As of today, Croatia is a member of the Euro countries and joins the Schengen Area. This means that travelers from one of the other 26 so-called Schengen countries no longer have to go through passport control and payments can be made in euros.
Anyone traveling to Croatia from a Euro country by car or train will not be required to have a passport. This still applies to the plane. Passport control will be lifted at the end of March. The same is true in reverse for the nearly 4 million Croats.
Ministers from Croatia and Slovenia jointly symbolically opened the barrier at the border between the two countries tonight:
Croatia celebrates the introduction of the euro and the abolition of passport controls
The new currency offers economic benefits to residents. This makes trading with countries that also use the euro as a method of payment easier. “We have opened our doors to Europe. This goes beyond the abolition of border controls, it is the final affirmation of our European identity,” said Interior Minister Davor Bozinović.

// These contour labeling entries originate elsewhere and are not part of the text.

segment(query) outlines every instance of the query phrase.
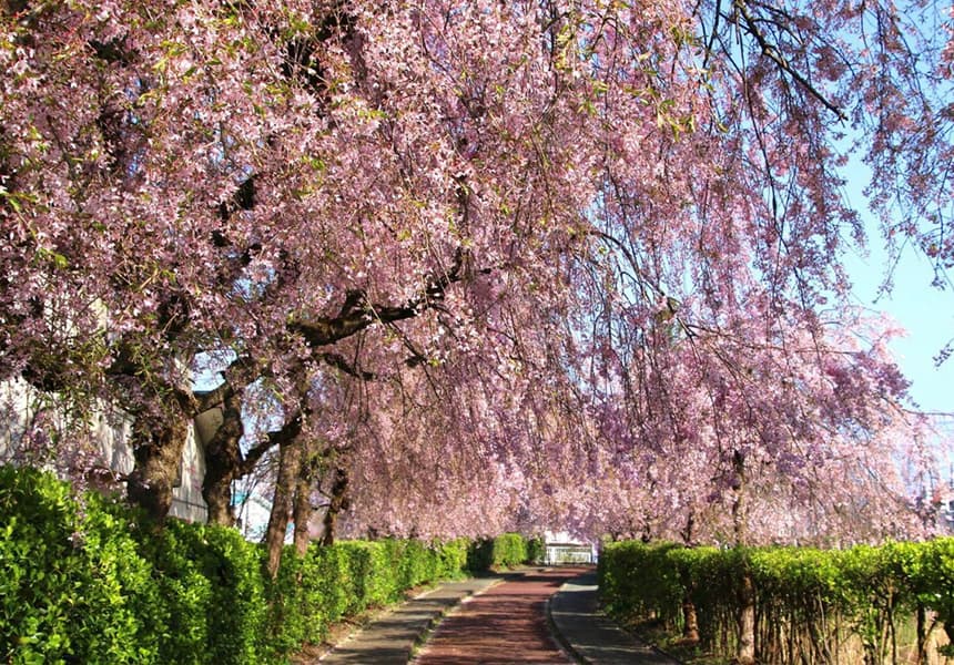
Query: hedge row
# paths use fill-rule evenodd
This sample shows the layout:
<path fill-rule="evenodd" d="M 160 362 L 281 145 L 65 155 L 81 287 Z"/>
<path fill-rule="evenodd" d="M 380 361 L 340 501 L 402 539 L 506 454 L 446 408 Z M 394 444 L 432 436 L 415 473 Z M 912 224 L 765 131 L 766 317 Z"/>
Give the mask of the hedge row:
<path fill-rule="evenodd" d="M 694 608 L 709 653 L 731 657 L 742 581 L 755 590 L 762 663 L 926 662 L 954 636 L 954 538 L 846 550 L 717 550 L 622 542 L 600 555 L 603 603 L 673 634 Z M 930 653 L 928 653 L 930 652 Z M 919 655 L 920 654 L 920 655 Z"/>
<path fill-rule="evenodd" d="M 281 662 L 343 617 L 461 576 L 476 552 L 489 550 L 487 566 L 517 563 L 517 541 L 344 541 L 287 552 L 272 582 L 263 548 L 235 530 L 150 528 L 119 503 L 0 467 L 0 662 Z"/>

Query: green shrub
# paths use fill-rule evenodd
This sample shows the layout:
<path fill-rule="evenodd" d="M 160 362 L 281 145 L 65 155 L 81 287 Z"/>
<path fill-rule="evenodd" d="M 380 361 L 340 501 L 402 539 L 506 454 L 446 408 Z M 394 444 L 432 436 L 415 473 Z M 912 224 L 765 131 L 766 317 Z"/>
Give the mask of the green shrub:
<path fill-rule="evenodd" d="M 0 659 L 150 663 L 155 596 L 128 525 L 69 485 L 0 468 Z"/>

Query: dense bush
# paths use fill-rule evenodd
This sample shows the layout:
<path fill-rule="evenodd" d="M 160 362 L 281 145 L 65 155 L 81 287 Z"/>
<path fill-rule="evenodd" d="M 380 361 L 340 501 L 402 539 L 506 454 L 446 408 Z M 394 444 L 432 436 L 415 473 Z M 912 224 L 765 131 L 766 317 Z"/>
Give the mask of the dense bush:
<path fill-rule="evenodd" d="M 519 533 L 474 541 L 467 553 L 467 569 L 471 572 L 511 569 L 532 561 L 527 543 Z"/>
<path fill-rule="evenodd" d="M 410 587 L 527 557 L 526 541 L 388 539 L 288 549 L 275 581 L 235 530 L 150 525 L 97 494 L 0 467 L 0 662 L 274 663 Z"/>
<path fill-rule="evenodd" d="M 608 544 L 599 563 L 600 593 L 617 616 L 659 622 L 677 634 L 689 603 L 702 646 L 725 657 L 739 638 L 744 575 L 755 589 L 760 662 L 900 662 L 902 640 L 909 651 L 936 651 L 930 646 L 925 613 L 935 613 L 942 627 L 952 630 L 950 538 L 832 551 L 622 542 Z M 911 635 L 902 637 L 904 626 L 911 626 Z M 846 649 L 854 651 L 846 655 Z"/>
<path fill-rule="evenodd" d="M 158 597 L 128 524 L 33 470 L 0 468 L 0 659 L 154 661 Z"/>

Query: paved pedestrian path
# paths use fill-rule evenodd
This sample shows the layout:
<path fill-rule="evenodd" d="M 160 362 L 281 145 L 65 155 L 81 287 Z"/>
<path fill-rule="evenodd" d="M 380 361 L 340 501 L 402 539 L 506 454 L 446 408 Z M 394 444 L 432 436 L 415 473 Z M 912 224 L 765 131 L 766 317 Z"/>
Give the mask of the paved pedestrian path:
<path fill-rule="evenodd" d="M 581 572 L 532 570 L 488 589 L 440 623 L 415 665 L 572 663 L 550 634 L 546 607 Z"/>
<path fill-rule="evenodd" d="M 406 665 L 415 651 L 415 665 L 679 665 L 607 618 L 596 573 L 580 569 L 442 584 L 385 613 L 321 663 Z"/>
<path fill-rule="evenodd" d="M 321 663 L 407 665 L 418 641 L 446 612 L 501 581 L 503 577 L 474 577 L 444 583 L 379 616 L 335 646 Z"/>
<path fill-rule="evenodd" d="M 637 641 L 599 610 L 596 572 L 564 584 L 549 603 L 555 632 L 581 663 L 591 665 L 678 665 Z"/>

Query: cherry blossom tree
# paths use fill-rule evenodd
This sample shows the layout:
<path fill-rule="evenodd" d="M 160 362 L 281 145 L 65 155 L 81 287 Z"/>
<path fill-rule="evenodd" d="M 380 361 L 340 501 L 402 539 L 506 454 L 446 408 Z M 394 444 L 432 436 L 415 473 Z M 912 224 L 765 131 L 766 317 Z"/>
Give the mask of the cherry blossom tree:
<path fill-rule="evenodd" d="M 748 540 L 780 488 L 814 505 L 821 468 L 883 487 L 869 472 L 890 454 L 849 462 L 907 431 L 903 382 L 844 332 L 839 252 L 863 233 L 840 168 L 866 160 L 889 242 L 943 270 L 954 116 L 934 4 L 0 16 L 0 377 L 125 409 L 129 494 L 156 516 L 215 405 L 219 521 L 275 447 L 287 479 L 323 454 L 332 479 L 305 485 L 348 479 L 354 531 L 443 533 L 420 516 L 438 501 L 581 528 L 632 505 L 645 528 L 664 500 L 688 525 L 704 489 Z M 227 367 L 196 391 L 209 355 Z M 243 451 L 256 386 L 282 419 Z M 577 489 L 601 477 L 619 507 Z M 476 513 L 455 522 L 480 531 Z"/>

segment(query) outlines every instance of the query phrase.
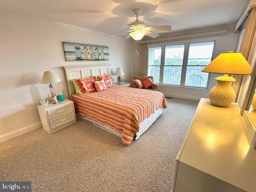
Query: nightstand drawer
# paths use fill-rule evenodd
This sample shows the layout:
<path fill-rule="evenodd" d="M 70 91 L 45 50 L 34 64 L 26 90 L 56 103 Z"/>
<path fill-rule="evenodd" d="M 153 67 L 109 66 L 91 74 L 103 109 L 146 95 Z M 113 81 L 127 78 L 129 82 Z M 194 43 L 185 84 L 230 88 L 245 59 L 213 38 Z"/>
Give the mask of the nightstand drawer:
<path fill-rule="evenodd" d="M 61 125 L 73 121 L 75 120 L 74 113 L 72 113 L 63 115 L 58 118 L 50 120 L 52 129 L 54 129 Z"/>
<path fill-rule="evenodd" d="M 68 105 L 57 109 L 50 110 L 47 112 L 49 119 L 54 119 L 65 114 L 69 113 L 73 111 L 72 105 Z"/>

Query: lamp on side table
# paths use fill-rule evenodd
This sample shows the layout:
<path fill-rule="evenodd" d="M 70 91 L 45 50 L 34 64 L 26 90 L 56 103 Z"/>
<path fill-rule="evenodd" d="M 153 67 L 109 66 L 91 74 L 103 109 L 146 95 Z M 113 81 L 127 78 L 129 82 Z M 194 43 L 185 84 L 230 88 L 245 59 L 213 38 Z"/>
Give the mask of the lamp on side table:
<path fill-rule="evenodd" d="M 49 88 L 50 88 L 50 91 L 51 93 L 51 95 L 52 96 L 52 103 L 57 103 L 59 101 L 57 100 L 57 97 L 56 97 L 56 92 L 55 92 L 54 86 L 52 84 L 60 81 L 60 80 L 57 76 L 52 71 L 47 71 L 44 72 L 44 74 L 42 78 L 40 83 L 41 84 L 48 84 L 50 83 Z"/>
<path fill-rule="evenodd" d="M 228 75 L 250 75 L 252 67 L 241 53 L 230 52 L 220 54 L 201 71 L 224 74 L 215 78 L 217 84 L 209 92 L 209 99 L 213 105 L 227 107 L 236 98 L 231 86 L 236 79 Z"/>
<path fill-rule="evenodd" d="M 121 76 L 123 75 L 124 75 L 124 73 L 122 70 L 122 68 L 117 68 L 115 74 L 116 75 L 118 75 L 118 77 L 117 77 L 117 80 L 118 82 L 118 83 L 121 84 L 122 84 L 122 77 Z"/>

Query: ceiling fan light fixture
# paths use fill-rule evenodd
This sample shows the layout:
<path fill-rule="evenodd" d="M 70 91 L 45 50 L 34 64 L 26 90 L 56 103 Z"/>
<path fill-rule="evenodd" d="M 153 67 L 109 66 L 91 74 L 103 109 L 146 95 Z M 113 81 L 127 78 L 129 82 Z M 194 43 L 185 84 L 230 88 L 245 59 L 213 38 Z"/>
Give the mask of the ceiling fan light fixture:
<path fill-rule="evenodd" d="M 146 34 L 146 32 L 144 31 L 135 31 L 130 33 L 130 35 L 133 39 L 136 41 L 140 40 Z"/>

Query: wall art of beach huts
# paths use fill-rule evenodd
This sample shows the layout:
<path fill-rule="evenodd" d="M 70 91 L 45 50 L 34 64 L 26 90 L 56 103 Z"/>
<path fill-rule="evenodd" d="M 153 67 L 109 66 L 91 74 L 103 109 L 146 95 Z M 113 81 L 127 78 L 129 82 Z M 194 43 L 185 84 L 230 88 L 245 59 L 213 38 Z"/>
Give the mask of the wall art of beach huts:
<path fill-rule="evenodd" d="M 108 47 L 63 42 L 66 61 L 108 61 Z"/>

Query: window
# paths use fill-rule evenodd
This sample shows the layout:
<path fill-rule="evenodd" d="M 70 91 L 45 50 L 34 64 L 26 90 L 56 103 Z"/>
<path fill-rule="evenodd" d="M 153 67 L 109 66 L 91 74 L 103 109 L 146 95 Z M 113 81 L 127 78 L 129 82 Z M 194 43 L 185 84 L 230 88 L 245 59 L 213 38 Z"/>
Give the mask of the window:
<path fill-rule="evenodd" d="M 180 85 L 185 45 L 165 47 L 163 83 Z"/>
<path fill-rule="evenodd" d="M 206 88 L 208 74 L 201 70 L 211 61 L 214 43 L 150 47 L 148 75 L 154 76 L 155 82 L 160 84 Z M 164 59 L 161 59 L 161 56 Z"/>
<path fill-rule="evenodd" d="M 161 50 L 160 46 L 150 48 L 149 50 L 148 75 L 153 76 L 156 83 L 159 83 Z"/>
<path fill-rule="evenodd" d="M 208 73 L 201 70 L 212 60 L 214 42 L 189 44 L 185 85 L 206 87 Z"/>

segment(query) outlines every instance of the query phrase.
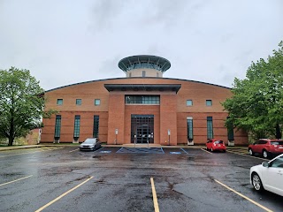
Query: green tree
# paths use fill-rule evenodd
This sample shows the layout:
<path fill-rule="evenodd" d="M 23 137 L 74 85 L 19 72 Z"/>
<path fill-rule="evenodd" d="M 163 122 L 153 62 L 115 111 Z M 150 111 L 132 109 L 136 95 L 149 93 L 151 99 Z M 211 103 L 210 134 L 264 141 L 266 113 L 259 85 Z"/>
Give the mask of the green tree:
<path fill-rule="evenodd" d="M 238 129 L 256 138 L 280 139 L 283 124 L 283 42 L 266 60 L 248 68 L 246 79 L 234 79 L 233 96 L 222 103 Z"/>
<path fill-rule="evenodd" d="M 42 126 L 42 117 L 55 110 L 43 111 L 44 90 L 28 70 L 11 67 L 0 70 L 0 137 L 26 136 L 30 130 Z"/>

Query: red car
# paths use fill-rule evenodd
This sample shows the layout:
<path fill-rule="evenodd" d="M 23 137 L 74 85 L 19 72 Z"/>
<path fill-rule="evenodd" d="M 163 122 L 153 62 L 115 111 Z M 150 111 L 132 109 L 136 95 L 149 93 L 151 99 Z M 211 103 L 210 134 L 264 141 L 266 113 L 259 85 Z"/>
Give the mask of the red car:
<path fill-rule="evenodd" d="M 225 146 L 225 143 L 222 140 L 210 139 L 206 142 L 206 149 L 210 150 L 211 152 L 215 150 L 226 152 L 226 146 Z"/>
<path fill-rule="evenodd" d="M 260 139 L 249 145 L 249 153 L 250 155 L 254 155 L 255 153 L 261 154 L 264 158 L 280 155 L 283 153 L 283 140 Z"/>

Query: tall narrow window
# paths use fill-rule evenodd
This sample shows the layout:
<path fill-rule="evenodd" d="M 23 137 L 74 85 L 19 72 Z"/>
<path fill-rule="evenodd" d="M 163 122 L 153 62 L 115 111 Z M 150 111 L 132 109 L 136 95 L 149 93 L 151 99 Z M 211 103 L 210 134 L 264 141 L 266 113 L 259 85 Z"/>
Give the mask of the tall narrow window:
<path fill-rule="evenodd" d="M 96 106 L 100 105 L 100 99 L 95 99 L 95 105 Z"/>
<path fill-rule="evenodd" d="M 94 138 L 98 138 L 99 116 L 94 116 Z"/>
<path fill-rule="evenodd" d="M 57 105 L 62 105 L 63 104 L 63 99 L 57 99 Z"/>
<path fill-rule="evenodd" d="M 194 139 L 194 134 L 193 134 L 193 117 L 187 117 L 187 140 L 192 141 Z"/>
<path fill-rule="evenodd" d="M 213 139 L 212 117 L 207 117 L 207 139 Z"/>
<path fill-rule="evenodd" d="M 187 100 L 187 106 L 193 106 L 193 100 Z"/>
<path fill-rule="evenodd" d="M 81 99 L 76 99 L 76 105 L 81 105 Z"/>
<path fill-rule="evenodd" d="M 60 138 L 60 132 L 61 132 L 61 115 L 56 115 L 54 138 L 57 138 L 57 139 Z"/>
<path fill-rule="evenodd" d="M 73 125 L 73 138 L 78 139 L 80 137 L 80 116 L 74 116 L 74 125 Z"/>
<path fill-rule="evenodd" d="M 229 119 L 229 117 L 227 117 L 227 119 Z M 228 134 L 228 140 L 233 140 L 233 123 L 231 122 L 227 123 L 227 134 Z"/>
<path fill-rule="evenodd" d="M 212 106 L 212 100 L 206 100 L 206 106 Z"/>

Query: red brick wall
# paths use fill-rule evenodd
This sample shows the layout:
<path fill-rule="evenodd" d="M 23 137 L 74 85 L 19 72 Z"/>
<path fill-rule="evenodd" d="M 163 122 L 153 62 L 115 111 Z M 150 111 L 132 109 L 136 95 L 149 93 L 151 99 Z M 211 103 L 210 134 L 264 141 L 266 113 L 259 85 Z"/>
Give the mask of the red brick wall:
<path fill-rule="evenodd" d="M 104 84 L 181 84 L 177 95 L 165 92 L 125 91 L 110 93 Z M 125 106 L 125 95 L 160 95 L 161 105 Z M 112 96 L 113 95 L 113 96 Z M 215 85 L 162 78 L 123 78 L 96 80 L 75 84 L 50 90 L 45 94 L 46 109 L 55 109 L 62 115 L 60 142 L 72 142 L 73 136 L 74 116 L 80 115 L 80 141 L 92 136 L 93 116 L 100 116 L 99 138 L 103 141 L 113 143 L 115 129 L 119 129 L 118 141 L 130 142 L 131 114 L 153 114 L 155 116 L 155 142 L 164 144 L 168 140 L 167 130 L 171 130 L 171 142 L 187 143 L 187 117 L 194 118 L 194 141 L 203 144 L 206 141 L 206 117 L 213 117 L 214 136 L 227 140 L 224 120 L 227 113 L 223 111 L 221 102 L 230 97 L 230 89 Z M 57 99 L 63 99 L 63 105 L 57 105 Z M 81 99 L 82 104 L 76 105 L 75 100 Z M 101 100 L 101 105 L 95 106 L 95 99 Z M 187 106 L 187 100 L 193 101 L 193 106 Z M 212 100 L 212 106 L 205 104 L 206 100 Z M 160 120 L 160 122 L 159 122 Z M 55 116 L 43 120 L 42 142 L 53 142 Z M 175 125 L 176 127 L 173 127 Z M 124 131 L 125 129 L 125 131 Z M 157 133 L 157 132 L 159 132 Z M 158 137 L 159 136 L 159 137 Z M 244 132 L 234 132 L 235 144 L 248 144 Z"/>
<path fill-rule="evenodd" d="M 160 95 L 160 144 L 177 145 L 177 95 Z M 170 130 L 170 136 L 168 135 Z"/>
<path fill-rule="evenodd" d="M 116 132 L 117 144 L 125 142 L 124 119 L 125 119 L 125 97 L 122 94 L 110 94 L 109 95 L 109 111 L 108 111 L 108 144 L 115 144 Z"/>

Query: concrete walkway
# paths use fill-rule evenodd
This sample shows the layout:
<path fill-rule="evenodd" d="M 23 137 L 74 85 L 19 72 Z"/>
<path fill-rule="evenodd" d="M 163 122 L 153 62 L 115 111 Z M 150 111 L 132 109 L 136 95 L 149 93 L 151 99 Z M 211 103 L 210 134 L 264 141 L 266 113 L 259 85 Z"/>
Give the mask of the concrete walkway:
<path fill-rule="evenodd" d="M 38 145 L 23 145 L 23 146 L 11 146 L 11 147 L 0 147 L 0 151 L 7 151 L 7 150 L 15 150 L 15 149 L 23 149 L 23 148 L 45 148 L 45 147 L 78 147 L 80 144 L 38 144 Z M 205 148 L 205 145 L 194 145 L 194 146 L 187 146 L 187 145 L 179 145 L 179 146 L 162 146 L 159 144 L 109 144 L 109 145 L 102 145 L 103 147 L 111 147 L 111 148 Z M 244 148 L 247 149 L 248 147 L 226 147 L 227 149 L 231 148 Z"/>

Croatia has been a member of the European Union for nearly ten years, but the euro has not yet been introduced. The country first had to meet stringent economic requirements regarding inflation and the national debt, among other things. The European Commission ruled last year that the country complied, so permission to exchange kuna for euros was granted. The original national currency can still be used all year round.
Croatia is the twentieth country in which it is possible to pay in euros. Ultimately, the idea is that all EU countries will adopt the euro. Denmark made an exception.
The Croatian 2 euro currency shows the country map. The 1 euro coin features SMART, the national symbol. The 50, 20 and 10 cent coins resemble Serbian inventor Nikola Tesla, who was born in Croatia.